Logarithmic Transformation

Iterative Tuning: Data Property Adjustment

A long-tailed distribution (Heavy-tailed Distribution) refers to data distribution exhibiting significant skewness, where there is a substantial gap between a few extreme values and the majority of common values. This type of distribution is extremely common in real-world data, such as income distribution, transaction amounts, and website traffic. Long-tailed distributions significantly impact the quality of synthetic data because synthesizers struggle to simultaneously capture both the dense distribution of common values and the sparse characteristics of extreme values.

Logarithmic transformation is one of the most commonly used and effective methods for handling long-tailed distributions. By taking the logarithm of original values, skewed distributions can be transformed into more symmetric distributions. The core value of logarithmic transformation lies in compressing the value range, where larger values are compressed more while smaller values are compressed less, thereby reducing the dominant influence of extreme values on the overall distribution. This transformation not only improves the synthesizer’s learning effectiveness but, more importantly, preserves the relative size relationships between values, ensuring that the transformed data maintains the original ordering structure.

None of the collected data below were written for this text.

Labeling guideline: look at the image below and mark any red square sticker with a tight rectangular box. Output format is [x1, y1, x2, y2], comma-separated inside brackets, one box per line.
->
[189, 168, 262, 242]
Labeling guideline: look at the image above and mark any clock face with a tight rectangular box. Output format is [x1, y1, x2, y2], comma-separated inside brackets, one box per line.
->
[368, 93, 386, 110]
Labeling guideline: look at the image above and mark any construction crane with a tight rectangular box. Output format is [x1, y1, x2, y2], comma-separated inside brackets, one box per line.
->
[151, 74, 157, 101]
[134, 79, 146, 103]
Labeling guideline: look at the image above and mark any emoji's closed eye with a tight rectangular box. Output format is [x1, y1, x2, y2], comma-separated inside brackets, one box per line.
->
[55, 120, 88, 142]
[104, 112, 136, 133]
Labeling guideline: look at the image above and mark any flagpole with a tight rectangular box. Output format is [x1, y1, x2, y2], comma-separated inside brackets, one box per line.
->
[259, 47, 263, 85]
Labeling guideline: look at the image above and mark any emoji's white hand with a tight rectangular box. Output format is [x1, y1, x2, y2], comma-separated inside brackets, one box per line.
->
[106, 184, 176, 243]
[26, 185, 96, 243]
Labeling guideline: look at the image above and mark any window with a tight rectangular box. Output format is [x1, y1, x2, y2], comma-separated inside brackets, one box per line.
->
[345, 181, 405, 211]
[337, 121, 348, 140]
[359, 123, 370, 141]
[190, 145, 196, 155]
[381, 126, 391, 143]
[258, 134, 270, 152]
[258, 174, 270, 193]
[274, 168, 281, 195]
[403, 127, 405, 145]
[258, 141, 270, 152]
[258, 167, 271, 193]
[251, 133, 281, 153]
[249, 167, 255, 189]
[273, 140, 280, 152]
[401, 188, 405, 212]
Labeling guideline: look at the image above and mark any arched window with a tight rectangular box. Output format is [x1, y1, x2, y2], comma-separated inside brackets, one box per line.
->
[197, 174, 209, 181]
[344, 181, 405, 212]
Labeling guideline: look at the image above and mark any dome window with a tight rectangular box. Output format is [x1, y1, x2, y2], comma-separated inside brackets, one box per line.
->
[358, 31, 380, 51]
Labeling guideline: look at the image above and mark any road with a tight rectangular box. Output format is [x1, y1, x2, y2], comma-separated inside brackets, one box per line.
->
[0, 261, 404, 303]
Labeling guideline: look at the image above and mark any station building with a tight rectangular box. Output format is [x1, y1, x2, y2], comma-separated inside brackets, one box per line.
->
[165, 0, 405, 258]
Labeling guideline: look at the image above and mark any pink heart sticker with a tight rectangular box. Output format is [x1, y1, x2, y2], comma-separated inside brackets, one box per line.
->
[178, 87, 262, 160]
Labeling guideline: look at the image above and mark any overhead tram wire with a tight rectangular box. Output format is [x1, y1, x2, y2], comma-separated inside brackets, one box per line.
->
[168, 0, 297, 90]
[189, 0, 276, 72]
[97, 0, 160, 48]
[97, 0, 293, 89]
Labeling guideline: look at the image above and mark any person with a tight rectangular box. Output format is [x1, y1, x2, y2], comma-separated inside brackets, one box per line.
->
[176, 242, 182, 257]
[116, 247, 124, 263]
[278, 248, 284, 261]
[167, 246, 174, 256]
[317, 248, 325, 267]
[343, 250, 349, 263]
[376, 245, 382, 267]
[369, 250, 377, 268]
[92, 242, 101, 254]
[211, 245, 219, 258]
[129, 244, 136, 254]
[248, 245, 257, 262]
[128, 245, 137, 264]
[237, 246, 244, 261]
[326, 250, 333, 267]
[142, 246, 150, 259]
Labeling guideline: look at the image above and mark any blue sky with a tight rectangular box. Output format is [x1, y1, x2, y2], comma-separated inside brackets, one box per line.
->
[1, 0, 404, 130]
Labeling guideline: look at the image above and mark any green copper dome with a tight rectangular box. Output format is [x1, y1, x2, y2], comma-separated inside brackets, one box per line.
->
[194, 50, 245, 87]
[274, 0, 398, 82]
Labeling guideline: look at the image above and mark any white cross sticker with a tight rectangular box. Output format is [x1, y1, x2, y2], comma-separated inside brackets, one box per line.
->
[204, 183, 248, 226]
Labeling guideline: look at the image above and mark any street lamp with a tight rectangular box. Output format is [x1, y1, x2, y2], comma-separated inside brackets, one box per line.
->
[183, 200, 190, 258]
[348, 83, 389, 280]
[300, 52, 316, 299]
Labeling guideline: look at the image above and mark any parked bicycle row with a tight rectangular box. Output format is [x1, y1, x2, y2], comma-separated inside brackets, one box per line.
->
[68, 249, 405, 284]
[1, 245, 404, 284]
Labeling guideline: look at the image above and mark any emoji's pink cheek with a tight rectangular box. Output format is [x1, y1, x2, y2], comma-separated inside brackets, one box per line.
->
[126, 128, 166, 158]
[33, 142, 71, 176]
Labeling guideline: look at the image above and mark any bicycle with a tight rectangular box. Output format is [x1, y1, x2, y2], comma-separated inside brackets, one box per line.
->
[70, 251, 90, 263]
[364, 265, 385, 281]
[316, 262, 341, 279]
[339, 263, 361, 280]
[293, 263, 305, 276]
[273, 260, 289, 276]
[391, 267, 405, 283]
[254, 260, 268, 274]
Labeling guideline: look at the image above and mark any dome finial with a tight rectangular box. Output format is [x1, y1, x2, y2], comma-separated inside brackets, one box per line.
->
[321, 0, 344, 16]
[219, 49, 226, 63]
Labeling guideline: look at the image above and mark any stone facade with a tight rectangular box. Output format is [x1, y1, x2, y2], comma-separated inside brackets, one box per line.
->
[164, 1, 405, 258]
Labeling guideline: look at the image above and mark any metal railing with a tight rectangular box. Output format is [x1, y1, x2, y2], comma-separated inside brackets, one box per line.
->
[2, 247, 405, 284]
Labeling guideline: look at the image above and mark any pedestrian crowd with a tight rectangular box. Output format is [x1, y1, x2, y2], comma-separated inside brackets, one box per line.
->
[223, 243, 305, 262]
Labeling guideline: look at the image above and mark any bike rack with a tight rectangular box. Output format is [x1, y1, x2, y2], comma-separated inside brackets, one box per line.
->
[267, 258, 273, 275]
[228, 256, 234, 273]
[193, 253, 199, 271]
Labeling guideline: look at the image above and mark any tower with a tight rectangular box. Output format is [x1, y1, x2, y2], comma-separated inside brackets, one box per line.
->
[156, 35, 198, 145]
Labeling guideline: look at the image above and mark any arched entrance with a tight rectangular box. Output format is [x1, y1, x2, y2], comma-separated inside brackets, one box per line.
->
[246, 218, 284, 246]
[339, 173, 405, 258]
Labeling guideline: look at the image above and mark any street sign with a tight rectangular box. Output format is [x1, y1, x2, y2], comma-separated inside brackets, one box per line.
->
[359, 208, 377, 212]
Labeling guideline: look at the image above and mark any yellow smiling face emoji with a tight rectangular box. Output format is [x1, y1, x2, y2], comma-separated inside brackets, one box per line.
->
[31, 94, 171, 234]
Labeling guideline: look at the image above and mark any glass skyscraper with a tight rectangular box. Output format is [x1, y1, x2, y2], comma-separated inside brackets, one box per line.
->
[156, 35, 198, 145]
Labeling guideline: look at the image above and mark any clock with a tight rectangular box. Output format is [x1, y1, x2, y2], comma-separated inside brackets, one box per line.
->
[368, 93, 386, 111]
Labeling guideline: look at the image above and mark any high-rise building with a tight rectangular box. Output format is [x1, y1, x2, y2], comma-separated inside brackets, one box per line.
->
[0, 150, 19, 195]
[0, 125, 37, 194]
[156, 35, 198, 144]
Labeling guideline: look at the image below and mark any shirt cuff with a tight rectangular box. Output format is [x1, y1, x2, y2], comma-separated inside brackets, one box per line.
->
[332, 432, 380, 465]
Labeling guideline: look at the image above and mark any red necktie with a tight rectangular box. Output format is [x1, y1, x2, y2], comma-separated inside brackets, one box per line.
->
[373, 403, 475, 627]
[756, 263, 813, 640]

Types and Effects of Logarithmic Transformation

Logarithmic transformation mainly comes in two forms. The standard logarithmic transformation is defined as $y = \log(x)$, suitable for numerical variables where all values are greater than zero, converting multiplicative relationships into additive relationships, commonly used for strictly positive variables such as price or area. The other is log-plus-one transformation, defined as $y = \log(x + 1)$, suitable for numerical variables containing zero values, solving the problem of $\log(0)$ being undefined, commonly used for count data such as purchase counts or view counts.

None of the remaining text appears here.